I’ll go back as far as 9 October when I visited Dunblane for the Realistic Medicine: Valuing People conference. It was very inspiring to hear about the efforts all over NHS Scotland to adopt the Realistic Medicine approach and building a more personalised approach to care.
And then there was the NCRI Conference at the beginning of November of course which you can read a wee bit about in a separate article.
I then attended the first in a series of three workshops organised by the Edinburgh Futures Institute and Usher Institute and facilitated by the International Futures Forum. The theme was Technology and Community Health and the workshop structured discussions around the three horizons model with a group of participants from a range of backgrounds. The discussions which ensued were fascinating and one of my key takeaways from the workshop was that we need to embrace technology in the widest sense and not just in hardware.
Next up was the National Test Bed Governance Group which I was very honoured to be invited to join. It was great to be able to update the group on the work of the Cancer Innovation Challenge and to hear about the efforts being made to encourage innovation and the adoption of these innovations in the healthcare sector.
Closing November off were two large events, the Digital Health & Social Care Conference and the Macmillan Transforming Care After Treatment (TCAT) Final Conference: What Matters to You Matters to Me. Both were great events and it is truly motivating to hear about all the great work going on in digital health and social care. The TCAT event was particularly moving to hear the stories of people making a difference to the lives of those living with cancer. One key theme across both events was the need for digital transformation and that digital transformation doesn’t just mean digitising what was done before. Rethink, redesign, co-create and co-design were the key themes.
At the TCAT conference, I also got the chance to experience the brilliant installation from Empathy Museum called A Mile In My Shoes. It was a wonderful and poignant opportunity to listen to different lived perspectives ranging from clinicians, to patients and to carers.

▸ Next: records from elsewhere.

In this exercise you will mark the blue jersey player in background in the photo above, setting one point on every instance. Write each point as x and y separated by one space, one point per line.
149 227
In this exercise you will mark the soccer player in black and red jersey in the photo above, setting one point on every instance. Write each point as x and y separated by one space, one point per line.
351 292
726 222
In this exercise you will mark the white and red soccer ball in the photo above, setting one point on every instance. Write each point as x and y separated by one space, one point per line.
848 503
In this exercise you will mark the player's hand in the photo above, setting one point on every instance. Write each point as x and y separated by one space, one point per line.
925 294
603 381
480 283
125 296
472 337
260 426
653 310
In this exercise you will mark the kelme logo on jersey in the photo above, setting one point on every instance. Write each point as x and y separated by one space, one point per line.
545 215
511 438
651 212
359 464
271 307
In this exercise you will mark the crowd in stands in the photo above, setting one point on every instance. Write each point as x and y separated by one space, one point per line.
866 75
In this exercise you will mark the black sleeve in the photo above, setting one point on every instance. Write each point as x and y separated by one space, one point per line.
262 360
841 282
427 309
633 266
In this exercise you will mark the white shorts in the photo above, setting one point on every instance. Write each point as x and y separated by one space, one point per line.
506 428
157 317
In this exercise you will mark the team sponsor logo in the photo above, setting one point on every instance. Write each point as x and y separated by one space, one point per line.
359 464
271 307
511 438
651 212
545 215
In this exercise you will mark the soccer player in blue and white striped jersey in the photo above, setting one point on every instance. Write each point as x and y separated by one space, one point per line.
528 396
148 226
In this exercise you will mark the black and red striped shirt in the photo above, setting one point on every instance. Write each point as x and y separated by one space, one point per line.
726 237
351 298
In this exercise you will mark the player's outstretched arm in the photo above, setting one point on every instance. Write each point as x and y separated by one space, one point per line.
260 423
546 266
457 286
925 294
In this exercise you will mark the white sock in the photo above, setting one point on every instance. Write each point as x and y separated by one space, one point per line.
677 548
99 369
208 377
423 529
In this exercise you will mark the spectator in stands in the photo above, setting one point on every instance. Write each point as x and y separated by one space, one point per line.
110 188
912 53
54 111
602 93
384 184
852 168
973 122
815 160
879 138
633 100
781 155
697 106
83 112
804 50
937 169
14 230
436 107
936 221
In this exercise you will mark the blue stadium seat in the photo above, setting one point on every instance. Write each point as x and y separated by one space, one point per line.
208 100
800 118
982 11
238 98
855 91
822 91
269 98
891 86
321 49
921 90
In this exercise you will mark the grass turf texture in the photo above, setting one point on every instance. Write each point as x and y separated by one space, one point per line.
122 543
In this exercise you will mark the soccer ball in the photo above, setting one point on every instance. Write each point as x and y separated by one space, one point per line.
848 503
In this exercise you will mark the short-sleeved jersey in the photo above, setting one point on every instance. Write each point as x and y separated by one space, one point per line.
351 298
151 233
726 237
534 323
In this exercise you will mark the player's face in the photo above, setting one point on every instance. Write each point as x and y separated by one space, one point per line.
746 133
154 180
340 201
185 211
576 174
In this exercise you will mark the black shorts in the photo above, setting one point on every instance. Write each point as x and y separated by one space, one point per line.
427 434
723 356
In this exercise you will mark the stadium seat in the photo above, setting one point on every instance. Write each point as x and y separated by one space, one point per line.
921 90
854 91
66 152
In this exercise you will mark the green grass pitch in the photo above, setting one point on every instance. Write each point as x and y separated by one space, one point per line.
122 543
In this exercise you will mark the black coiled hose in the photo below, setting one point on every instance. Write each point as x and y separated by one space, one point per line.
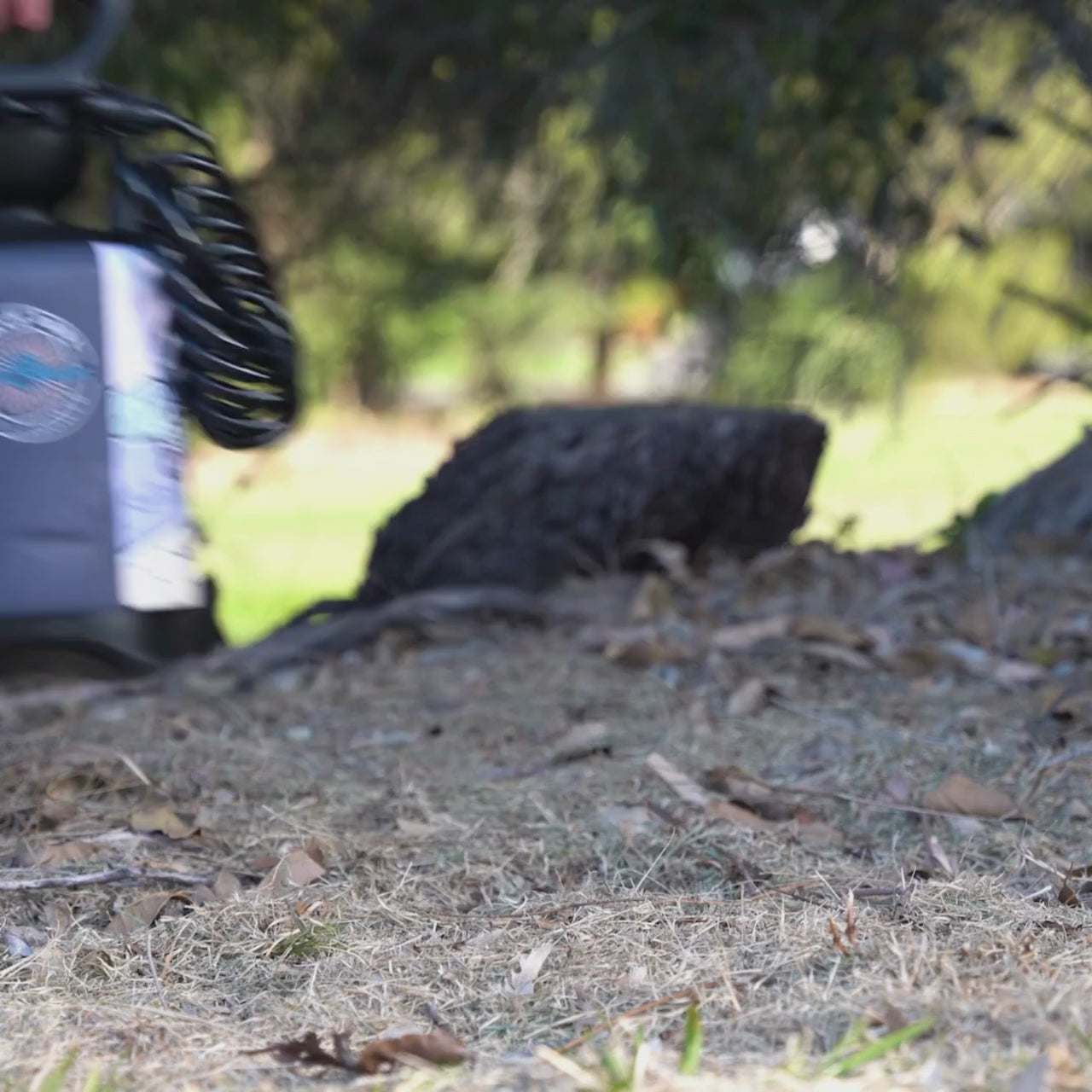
237 347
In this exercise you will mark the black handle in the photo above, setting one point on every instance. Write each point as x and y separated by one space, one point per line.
78 70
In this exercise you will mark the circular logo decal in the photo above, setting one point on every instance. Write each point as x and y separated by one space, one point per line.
49 381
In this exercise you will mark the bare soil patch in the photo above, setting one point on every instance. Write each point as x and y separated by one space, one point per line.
737 790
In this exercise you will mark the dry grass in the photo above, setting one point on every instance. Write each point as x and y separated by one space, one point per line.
455 847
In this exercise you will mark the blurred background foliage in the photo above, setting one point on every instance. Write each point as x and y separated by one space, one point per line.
833 203
760 200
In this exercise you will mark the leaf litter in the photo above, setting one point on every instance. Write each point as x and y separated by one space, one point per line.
792 838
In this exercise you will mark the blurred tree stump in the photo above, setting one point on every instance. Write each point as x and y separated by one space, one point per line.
1052 505
538 494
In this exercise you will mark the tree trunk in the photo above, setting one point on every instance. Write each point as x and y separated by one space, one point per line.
603 353
1053 503
541 494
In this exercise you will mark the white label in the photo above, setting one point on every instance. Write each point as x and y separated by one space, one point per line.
154 541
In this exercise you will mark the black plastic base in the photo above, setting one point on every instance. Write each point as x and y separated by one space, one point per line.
107 644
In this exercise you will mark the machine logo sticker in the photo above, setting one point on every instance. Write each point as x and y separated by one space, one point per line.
49 375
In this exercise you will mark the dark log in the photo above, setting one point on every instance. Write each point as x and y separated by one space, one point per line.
1053 503
544 492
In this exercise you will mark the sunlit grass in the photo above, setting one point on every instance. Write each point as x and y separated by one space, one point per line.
303 530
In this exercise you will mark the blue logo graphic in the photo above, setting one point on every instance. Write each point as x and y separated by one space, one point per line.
49 375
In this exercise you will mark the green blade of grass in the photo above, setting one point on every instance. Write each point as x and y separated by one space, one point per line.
878 1048
691 1043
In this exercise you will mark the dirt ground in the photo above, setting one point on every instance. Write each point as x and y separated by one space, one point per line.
823 798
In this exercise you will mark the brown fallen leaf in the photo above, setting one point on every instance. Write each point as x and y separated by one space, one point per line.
413 828
225 887
838 654
162 819
960 794
627 820
893 1018
747 635
830 631
737 816
744 788
939 854
653 599
143 912
1019 673
646 650
58 854
748 698
437 1048
682 784
296 869
582 741
811 830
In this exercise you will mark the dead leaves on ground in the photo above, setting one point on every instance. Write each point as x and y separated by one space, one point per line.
437 1048
963 796
794 822
735 796
889 611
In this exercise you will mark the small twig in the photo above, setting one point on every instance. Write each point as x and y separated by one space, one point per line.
107 876
690 994
155 974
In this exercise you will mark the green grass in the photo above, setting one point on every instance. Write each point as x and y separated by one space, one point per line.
305 533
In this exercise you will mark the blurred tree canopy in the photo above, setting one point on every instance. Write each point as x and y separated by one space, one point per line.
828 191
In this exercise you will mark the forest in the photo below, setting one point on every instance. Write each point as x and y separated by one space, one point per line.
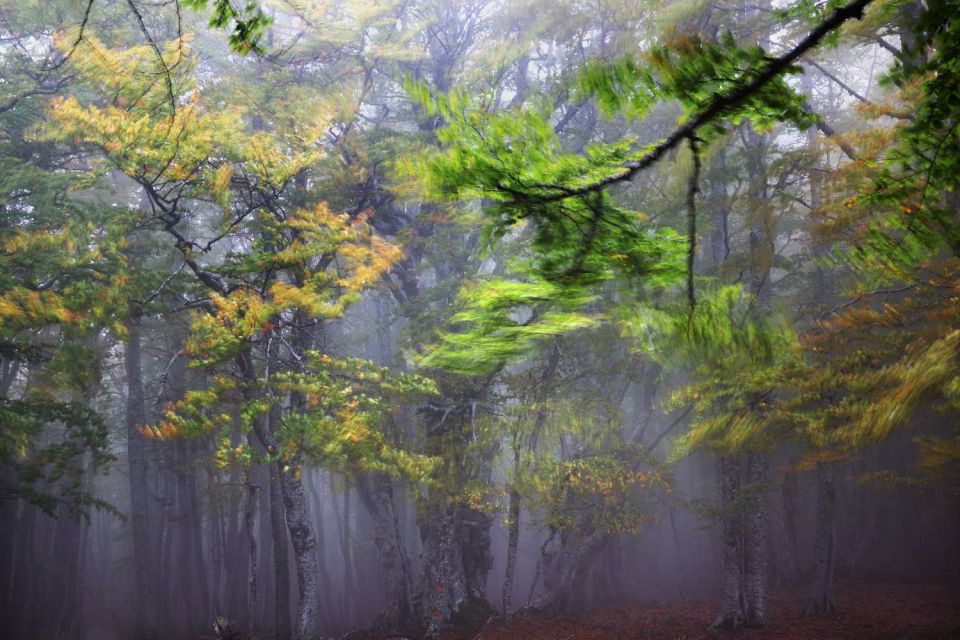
479 319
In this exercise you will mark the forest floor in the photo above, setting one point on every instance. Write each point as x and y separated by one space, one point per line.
868 611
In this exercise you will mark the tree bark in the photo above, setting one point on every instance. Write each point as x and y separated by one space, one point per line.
376 493
820 600
731 615
443 584
281 551
513 542
755 575
147 593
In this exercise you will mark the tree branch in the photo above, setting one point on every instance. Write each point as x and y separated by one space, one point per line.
715 109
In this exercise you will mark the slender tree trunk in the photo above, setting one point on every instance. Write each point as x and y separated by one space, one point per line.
820 600
346 548
280 560
147 592
376 493
249 518
755 576
304 544
513 542
731 614
324 571
681 572
443 585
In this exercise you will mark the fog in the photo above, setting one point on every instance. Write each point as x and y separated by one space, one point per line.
478 319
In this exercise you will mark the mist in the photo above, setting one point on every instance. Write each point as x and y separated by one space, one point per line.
479 319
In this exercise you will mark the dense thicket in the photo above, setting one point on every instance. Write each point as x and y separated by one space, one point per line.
404 315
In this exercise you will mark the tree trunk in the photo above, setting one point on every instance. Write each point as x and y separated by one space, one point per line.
731 614
281 564
513 541
307 622
443 585
376 493
147 594
820 600
297 512
755 550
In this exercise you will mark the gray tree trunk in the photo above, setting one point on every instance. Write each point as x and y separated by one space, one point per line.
144 552
278 530
513 542
755 550
376 493
820 600
731 613
443 586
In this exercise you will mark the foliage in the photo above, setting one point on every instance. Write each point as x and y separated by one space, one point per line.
51 446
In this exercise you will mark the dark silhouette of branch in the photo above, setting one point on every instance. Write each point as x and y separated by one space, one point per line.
715 109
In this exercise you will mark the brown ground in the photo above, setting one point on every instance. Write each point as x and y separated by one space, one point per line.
882 611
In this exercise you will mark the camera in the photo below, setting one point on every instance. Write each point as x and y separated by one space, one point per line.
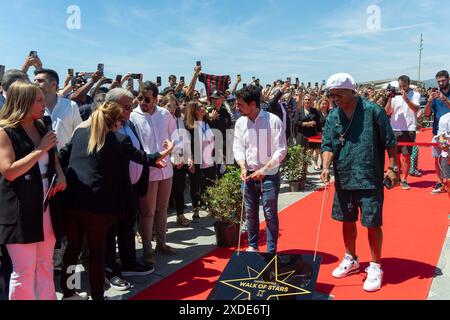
2 72
392 92
387 183
101 67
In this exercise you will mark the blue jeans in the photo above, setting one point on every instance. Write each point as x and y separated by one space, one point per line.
269 194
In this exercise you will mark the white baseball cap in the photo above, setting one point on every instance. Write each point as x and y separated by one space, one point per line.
341 81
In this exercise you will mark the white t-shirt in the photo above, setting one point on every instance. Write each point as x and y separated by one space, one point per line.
153 130
66 118
444 128
403 118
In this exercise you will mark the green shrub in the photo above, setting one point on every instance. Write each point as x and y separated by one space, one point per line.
294 167
224 198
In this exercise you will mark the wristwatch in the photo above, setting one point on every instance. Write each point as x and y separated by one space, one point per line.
394 169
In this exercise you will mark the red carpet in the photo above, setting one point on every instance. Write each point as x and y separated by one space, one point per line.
415 225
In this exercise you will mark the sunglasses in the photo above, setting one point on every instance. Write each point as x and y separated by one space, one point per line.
333 96
145 99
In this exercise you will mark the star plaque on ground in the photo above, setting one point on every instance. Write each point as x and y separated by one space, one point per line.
256 276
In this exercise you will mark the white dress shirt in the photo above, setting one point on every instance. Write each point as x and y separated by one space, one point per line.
444 129
66 118
153 130
260 142
403 118
182 150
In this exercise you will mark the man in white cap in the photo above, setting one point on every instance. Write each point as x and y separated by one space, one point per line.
355 138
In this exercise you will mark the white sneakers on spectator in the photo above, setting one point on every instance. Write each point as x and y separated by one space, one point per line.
78 297
348 266
374 278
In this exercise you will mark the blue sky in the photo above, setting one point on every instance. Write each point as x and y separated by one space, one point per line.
269 39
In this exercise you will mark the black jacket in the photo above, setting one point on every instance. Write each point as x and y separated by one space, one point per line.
141 187
306 132
98 182
21 200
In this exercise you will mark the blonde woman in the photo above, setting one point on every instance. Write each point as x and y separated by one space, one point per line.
201 168
97 159
27 163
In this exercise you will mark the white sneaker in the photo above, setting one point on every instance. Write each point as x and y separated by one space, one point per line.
374 279
347 267
78 297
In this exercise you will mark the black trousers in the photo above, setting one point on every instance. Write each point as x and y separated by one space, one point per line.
5 272
125 231
95 226
200 181
178 187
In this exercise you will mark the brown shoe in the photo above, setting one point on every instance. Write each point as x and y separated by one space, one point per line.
196 216
165 250
183 221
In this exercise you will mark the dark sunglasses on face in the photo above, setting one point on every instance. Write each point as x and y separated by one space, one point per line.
144 99
333 96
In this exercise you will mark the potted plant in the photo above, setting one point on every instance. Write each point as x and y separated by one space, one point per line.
294 168
224 202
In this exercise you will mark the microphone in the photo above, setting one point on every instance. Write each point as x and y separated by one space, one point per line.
48 124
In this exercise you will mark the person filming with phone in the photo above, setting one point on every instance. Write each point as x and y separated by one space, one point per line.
355 138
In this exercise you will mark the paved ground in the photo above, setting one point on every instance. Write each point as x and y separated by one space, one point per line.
199 239
440 290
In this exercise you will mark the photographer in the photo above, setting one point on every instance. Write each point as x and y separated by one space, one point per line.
80 94
9 78
439 105
402 107
64 113
220 119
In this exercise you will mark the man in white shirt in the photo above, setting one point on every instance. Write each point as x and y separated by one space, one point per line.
259 149
403 111
154 125
64 112
444 140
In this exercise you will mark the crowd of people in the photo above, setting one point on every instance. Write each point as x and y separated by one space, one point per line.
87 163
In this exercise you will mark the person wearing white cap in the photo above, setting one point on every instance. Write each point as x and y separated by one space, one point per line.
355 138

And then we were into December and it started off with a workshop that I was very privileged to be invited to around cybersecurity in health data science, especially around industry-academia collaborations hosted by the Usher Institute and the MRC. This was an engaging and fun workshop using the Delphi thinkathon framework and I hope to update you in the near future with the outcomes.
And last but not least was an event in London on 11 December 2018 celebrating the work of the Understanding Patient Data project and looking forward to its next steps. Hosted in the fabulous Wellcome Trust building on Euston Road, it was great to on the work that Understanding Patient Data has done over the past few years and to look forward to what its next steps are. A key strength of their project was their focus on patient data and their independence. We have certainly appreciated the support and advice they have given us during our journey and we look forward to working with them in the future.
Phew, there were quite a few events. I am reassured and very excited by them as they made it clear that there is a lot of fantastic work going on in data and healthcare and we’re delighted to have played a small role in it all.